“‘What was the matter? Mother did not come to the Mothers’ Meeting yesterday.’
“‘Oh, she couldn’t leave the baby.’
“‘Leave the baby! Why, of course not. No one expected her to leave the baby. Tell her to come and bring the baby along.’”
So another meeting was held, and another to which the babies were brought—some women bringing as many as three, who were too young to go to school. At one Mothers’ Meeting, after the club had been well organized, there were twenty women, listening, discussing and nursing babies, all at once.
If the beginnings of the experiment were discouraging the results have more than offset the original disappointment. At the last meeting (in January) seventy of the eighty-five paid up members were present, intelligent, eager, interested, participating heartily in the discussions. It has cost years of labor, but these mothers have reached the point where they can talk intelligently about the children and their needs.
“Only yesterday,” said Miss Phelps, Kindergarten Director, “one mother said to me: ‘I used to be the most impatient woman with my children—I simply couldn’t stand it when they refused to do what I told them. The other day my mother said to me, “You’re about the most patient woman I ever saw. What’s done it?” And I said to her: “Well, mother, I do not know of anything except those folks at the kindergarten, which all helped me to look at children in a very different way.”’”
Through the Mothers’ Meetings the mothers have come to feel that they are co-operating with the teacher and the school. Those mothers who have children in the upper grades as well as in the kindergarten go to the grade teachers too, seeking advice, or making suggestions. They have learned to feel that they are an essential part of the educational plan, and their enthusiastic interest tells of the advantages gained by this co-operation.
The Oyler Mothers’ Club has been the center of the movement to clear up the community. Through them and through the grades refuse has been cleaned and kept from the streets. The club maintains, out of its fund, a medicine chest at the school, which is used by the visiting nurse. It has cleaned up the children, and that is no small item.

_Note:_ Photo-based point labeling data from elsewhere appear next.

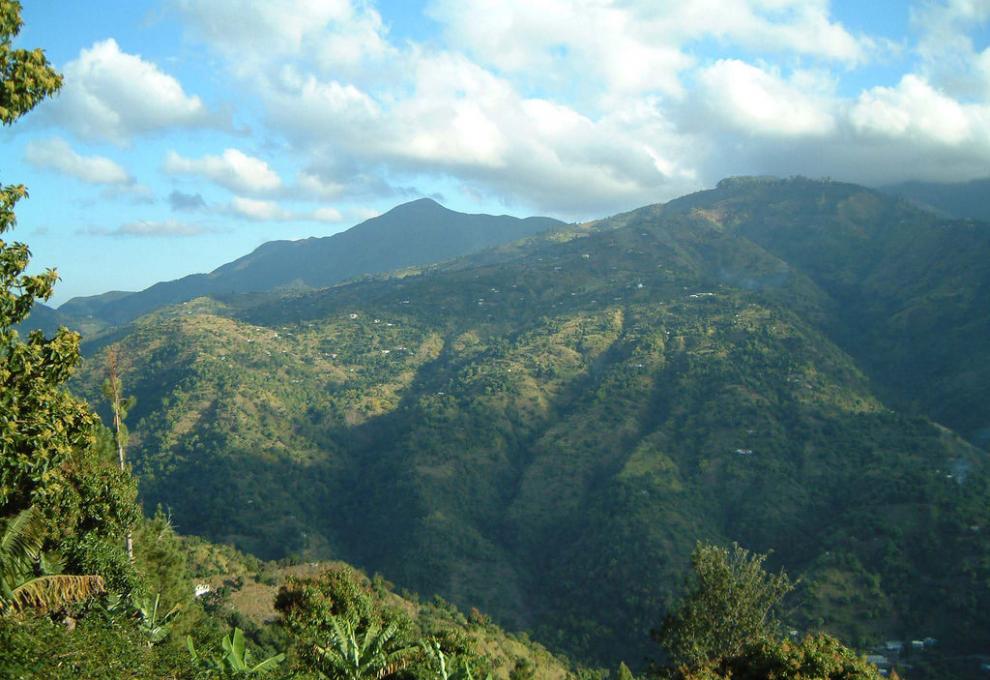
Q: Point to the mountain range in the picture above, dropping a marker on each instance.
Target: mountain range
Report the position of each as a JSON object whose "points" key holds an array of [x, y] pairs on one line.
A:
{"points": [[415, 233], [543, 429]]}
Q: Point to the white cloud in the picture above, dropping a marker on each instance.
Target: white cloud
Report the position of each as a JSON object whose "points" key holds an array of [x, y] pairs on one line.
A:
{"points": [[753, 101], [327, 215], [579, 107], [914, 111], [270, 211], [636, 46], [335, 34], [112, 95], [56, 154], [950, 60], [151, 228], [232, 169], [311, 184], [254, 209]]}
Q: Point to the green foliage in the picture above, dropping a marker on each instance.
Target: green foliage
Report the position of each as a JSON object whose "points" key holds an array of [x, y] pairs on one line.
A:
{"points": [[27, 578], [236, 658], [818, 657], [98, 646], [41, 424], [554, 438], [25, 75], [371, 653], [730, 602], [155, 625]]}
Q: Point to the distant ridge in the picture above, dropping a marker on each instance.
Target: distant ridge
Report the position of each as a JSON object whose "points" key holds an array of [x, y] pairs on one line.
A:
{"points": [[415, 233]]}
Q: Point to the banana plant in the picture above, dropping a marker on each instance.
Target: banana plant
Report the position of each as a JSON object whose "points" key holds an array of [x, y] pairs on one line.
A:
{"points": [[28, 577], [442, 669], [236, 659], [155, 627], [374, 657]]}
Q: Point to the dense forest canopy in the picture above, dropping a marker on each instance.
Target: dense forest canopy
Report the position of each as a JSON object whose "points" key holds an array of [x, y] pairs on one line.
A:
{"points": [[573, 432]]}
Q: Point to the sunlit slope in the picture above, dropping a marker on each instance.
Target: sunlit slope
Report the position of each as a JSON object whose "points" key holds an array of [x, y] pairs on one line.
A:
{"points": [[545, 433]]}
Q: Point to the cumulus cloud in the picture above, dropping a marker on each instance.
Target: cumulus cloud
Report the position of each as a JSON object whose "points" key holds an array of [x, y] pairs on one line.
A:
{"points": [[111, 95], [151, 228], [914, 111], [754, 101], [56, 154], [583, 107], [336, 35], [270, 211], [180, 201], [637, 46], [232, 169]]}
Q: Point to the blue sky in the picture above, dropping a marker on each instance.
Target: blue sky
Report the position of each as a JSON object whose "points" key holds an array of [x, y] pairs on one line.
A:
{"points": [[189, 132]]}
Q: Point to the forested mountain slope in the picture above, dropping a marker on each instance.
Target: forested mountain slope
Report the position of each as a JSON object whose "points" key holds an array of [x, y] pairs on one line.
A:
{"points": [[545, 431], [415, 233]]}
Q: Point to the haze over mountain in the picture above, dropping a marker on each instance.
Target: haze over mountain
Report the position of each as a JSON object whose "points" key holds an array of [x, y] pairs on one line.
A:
{"points": [[415, 233], [959, 199], [545, 429]]}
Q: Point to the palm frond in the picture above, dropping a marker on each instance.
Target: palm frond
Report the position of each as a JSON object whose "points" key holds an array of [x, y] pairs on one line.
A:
{"points": [[21, 540], [52, 592]]}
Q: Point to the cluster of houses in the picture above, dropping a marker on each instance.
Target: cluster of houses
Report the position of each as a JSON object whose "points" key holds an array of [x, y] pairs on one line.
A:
{"points": [[890, 653]]}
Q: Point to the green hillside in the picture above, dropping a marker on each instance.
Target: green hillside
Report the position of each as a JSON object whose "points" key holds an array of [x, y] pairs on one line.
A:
{"points": [[545, 430], [416, 233]]}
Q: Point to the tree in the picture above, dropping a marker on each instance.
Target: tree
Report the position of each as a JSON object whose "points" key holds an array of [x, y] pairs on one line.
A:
{"points": [[21, 558], [40, 423], [729, 603], [49, 459], [113, 390], [371, 654], [236, 659], [817, 657]]}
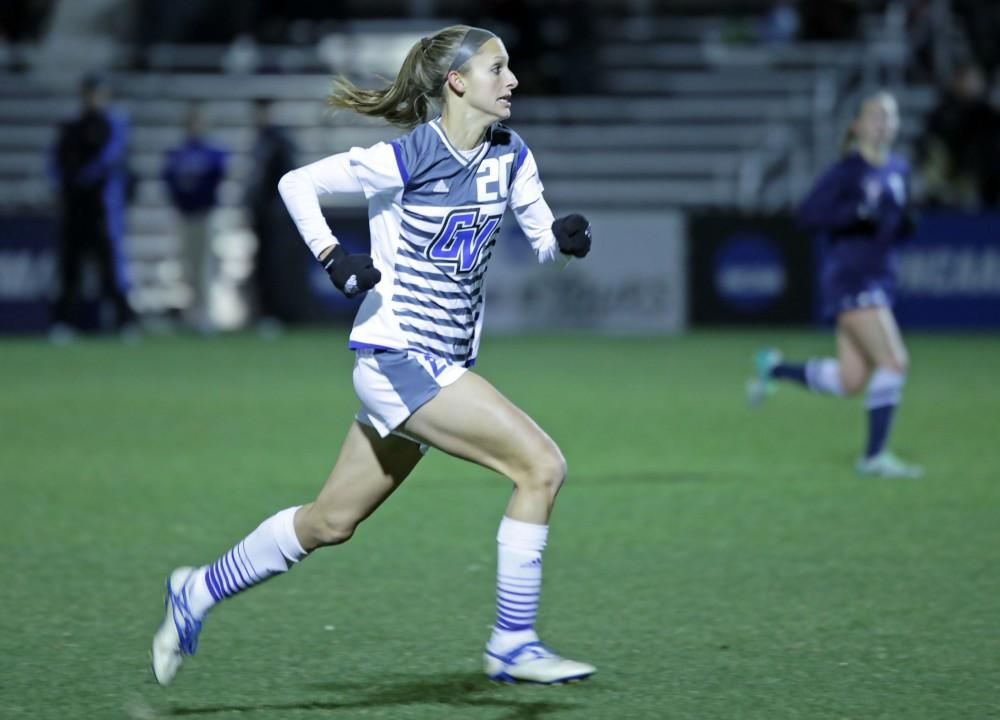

“Back in 1904,” says Mr. Voorhes, “I had five hundred of the children vaccinated in my office, and such dirt and vermin I never saw! Nearly every child had the high water mark on his wrist, and their clothes and bodies were filthy. They didn’t know a bathtub from a horse trough; they don’t now for the matter of that, because there are scarcely a dozen houses in this section that have bathtubs, but the children are clean.”
Each year the old members of the Mothers’ Club bring in the new mothers, saying to Miss Phelps: “This is my mother, I brought her,” “This is mine!” with a delighted satisfaction in having added something to the club. The kindergarten, filling two rooms, is thriving, and the kindergarten teachers, visiting and advising in the home, are cordially welcomed everywhere.